Beverly Hammersmith loves horses. “Horses are the reason I get up in the morning,” said Hammersmith.
That's true for her horses Fern and Lore. It was also true for her horse, Zip. A few weeks ago Hammersmith was woken up by a series of yips and then something that sounded like a scream. It was Zip.
“I looked out the window and I could see him trying to walk. And he was laying on his back,” said Hammersmith.
The horse was trying to fight off what Hammersmith says was a pack of coyotes. Zip caught and broke his leg on a wire fence. There were bite marks on the horse. Within the hour, a veterinarian humanely euthanized the horse.
“Zip had to suffer. Some good has to come out of this,” said Hammersmith.
Hammersmith is worried a child could be attacked one day. She wants the state to take action against the some 30,000 coyotes estimated to live in the state.
“They need to be hunted out and shot,” said Hammersmith.

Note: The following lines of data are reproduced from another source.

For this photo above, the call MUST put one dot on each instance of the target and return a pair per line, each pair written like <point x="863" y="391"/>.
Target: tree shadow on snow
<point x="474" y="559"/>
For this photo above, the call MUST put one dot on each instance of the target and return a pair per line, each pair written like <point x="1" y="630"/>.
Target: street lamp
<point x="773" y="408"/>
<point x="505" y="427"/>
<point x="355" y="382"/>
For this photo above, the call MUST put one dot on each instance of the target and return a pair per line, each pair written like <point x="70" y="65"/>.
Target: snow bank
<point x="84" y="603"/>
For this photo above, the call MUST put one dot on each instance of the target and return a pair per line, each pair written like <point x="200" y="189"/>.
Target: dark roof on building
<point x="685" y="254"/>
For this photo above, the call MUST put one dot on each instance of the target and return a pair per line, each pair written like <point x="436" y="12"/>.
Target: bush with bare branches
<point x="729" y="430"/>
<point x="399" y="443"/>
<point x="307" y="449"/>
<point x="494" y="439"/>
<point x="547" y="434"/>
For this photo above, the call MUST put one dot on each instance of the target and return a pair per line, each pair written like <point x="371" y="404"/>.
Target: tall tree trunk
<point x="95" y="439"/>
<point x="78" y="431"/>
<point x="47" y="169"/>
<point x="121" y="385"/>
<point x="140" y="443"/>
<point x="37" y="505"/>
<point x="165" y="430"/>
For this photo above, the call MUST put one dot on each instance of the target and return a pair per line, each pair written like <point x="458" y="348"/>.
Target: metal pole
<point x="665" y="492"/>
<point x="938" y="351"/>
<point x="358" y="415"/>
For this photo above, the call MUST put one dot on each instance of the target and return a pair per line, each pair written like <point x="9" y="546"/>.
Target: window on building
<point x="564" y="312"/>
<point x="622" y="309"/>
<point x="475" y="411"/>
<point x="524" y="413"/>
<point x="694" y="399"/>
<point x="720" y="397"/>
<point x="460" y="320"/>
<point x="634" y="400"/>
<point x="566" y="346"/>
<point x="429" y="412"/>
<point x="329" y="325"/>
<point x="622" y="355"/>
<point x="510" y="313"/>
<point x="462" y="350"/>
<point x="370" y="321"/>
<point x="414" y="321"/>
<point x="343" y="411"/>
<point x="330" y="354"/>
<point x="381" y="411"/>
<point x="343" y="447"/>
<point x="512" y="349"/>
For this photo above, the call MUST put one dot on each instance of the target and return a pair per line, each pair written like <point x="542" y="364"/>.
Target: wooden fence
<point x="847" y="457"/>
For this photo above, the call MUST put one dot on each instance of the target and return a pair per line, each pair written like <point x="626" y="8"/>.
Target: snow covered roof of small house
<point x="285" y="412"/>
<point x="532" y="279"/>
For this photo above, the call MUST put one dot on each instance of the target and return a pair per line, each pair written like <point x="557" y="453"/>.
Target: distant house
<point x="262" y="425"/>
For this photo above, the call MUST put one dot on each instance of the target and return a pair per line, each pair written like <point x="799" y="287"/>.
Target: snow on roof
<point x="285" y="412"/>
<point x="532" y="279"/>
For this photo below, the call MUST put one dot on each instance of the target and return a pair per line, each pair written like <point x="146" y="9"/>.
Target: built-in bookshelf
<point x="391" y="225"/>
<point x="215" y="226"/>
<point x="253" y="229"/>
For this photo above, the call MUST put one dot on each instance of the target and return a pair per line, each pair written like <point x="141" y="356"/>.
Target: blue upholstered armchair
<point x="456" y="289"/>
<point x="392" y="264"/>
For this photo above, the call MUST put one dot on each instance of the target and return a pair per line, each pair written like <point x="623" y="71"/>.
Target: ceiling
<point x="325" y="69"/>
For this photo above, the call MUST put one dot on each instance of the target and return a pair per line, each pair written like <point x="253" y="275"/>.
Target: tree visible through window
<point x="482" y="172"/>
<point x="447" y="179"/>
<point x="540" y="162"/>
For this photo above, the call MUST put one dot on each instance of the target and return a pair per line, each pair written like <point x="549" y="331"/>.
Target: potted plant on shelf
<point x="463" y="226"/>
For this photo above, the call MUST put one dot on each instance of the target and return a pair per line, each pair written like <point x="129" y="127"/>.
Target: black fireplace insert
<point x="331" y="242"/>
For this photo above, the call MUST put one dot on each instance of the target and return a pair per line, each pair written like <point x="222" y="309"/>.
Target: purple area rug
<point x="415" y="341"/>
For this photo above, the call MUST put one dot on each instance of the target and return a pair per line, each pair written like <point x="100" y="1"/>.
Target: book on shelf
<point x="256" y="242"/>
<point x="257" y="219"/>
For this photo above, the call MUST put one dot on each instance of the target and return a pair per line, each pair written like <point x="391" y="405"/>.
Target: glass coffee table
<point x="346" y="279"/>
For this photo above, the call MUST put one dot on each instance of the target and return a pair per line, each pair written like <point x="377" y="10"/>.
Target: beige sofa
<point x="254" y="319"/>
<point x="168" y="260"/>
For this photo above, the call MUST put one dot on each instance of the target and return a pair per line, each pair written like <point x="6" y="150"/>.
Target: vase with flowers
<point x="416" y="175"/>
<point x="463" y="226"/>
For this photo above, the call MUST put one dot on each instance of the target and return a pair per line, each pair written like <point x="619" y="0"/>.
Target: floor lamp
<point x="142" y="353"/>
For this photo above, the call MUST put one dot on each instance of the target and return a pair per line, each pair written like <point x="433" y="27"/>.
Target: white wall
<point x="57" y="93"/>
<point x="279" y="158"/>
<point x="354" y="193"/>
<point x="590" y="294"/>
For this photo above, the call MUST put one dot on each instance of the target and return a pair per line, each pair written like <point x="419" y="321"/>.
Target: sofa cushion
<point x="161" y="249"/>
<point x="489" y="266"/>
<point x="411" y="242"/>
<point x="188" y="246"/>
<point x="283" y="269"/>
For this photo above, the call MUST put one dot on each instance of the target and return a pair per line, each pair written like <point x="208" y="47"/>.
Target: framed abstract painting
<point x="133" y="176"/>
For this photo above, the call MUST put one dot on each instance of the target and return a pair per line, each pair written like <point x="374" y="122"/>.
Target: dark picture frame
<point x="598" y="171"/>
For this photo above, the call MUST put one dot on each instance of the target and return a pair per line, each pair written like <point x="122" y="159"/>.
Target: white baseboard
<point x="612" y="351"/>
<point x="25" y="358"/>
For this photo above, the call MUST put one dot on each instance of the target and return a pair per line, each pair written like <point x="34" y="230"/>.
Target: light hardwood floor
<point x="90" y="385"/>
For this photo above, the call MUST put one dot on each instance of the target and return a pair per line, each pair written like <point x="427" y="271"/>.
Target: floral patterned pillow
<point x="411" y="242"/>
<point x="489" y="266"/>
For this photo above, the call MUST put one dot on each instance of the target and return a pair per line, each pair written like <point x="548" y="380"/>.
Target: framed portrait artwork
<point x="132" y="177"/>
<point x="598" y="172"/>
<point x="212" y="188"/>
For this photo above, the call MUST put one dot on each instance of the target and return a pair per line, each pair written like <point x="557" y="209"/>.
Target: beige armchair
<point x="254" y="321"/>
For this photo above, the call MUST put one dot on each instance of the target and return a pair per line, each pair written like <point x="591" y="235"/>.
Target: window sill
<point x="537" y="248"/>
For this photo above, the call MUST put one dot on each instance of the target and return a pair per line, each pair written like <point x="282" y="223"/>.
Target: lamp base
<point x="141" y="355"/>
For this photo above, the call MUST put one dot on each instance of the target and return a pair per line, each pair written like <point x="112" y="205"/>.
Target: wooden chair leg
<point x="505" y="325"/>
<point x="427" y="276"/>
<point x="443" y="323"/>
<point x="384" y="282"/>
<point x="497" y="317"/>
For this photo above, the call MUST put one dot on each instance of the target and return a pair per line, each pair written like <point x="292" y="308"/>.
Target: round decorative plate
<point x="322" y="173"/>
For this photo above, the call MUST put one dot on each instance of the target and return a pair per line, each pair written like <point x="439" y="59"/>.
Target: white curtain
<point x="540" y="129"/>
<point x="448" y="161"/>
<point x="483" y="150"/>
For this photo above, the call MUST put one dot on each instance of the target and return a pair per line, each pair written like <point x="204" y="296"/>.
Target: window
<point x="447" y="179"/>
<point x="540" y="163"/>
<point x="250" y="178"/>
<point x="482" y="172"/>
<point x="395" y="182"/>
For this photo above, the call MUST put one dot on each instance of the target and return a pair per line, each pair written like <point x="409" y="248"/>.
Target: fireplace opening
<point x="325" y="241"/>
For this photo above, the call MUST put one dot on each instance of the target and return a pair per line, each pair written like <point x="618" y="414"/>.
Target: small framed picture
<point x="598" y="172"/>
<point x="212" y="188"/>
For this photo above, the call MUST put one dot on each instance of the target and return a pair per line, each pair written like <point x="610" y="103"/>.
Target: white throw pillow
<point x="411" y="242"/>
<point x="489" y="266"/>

Coyote hunting season that starts in October. For the safety of her horses, Hammersmith hired a DEC licensed hunter who is allowed to remove the pack near her house. Until then, she leaves her lights on and doesn't let her horses out at night.
It is very rare for a coyote or a group of coyotes to attack an animal as large as a horse. They're more likely to attack smaller animals and even pets. To protect your pets the DEC recommends people don't feed their pets outside and secure outdoor trash bins.
If you do see a coyote being aggressive toward you, look as large as possible and make lots of noise.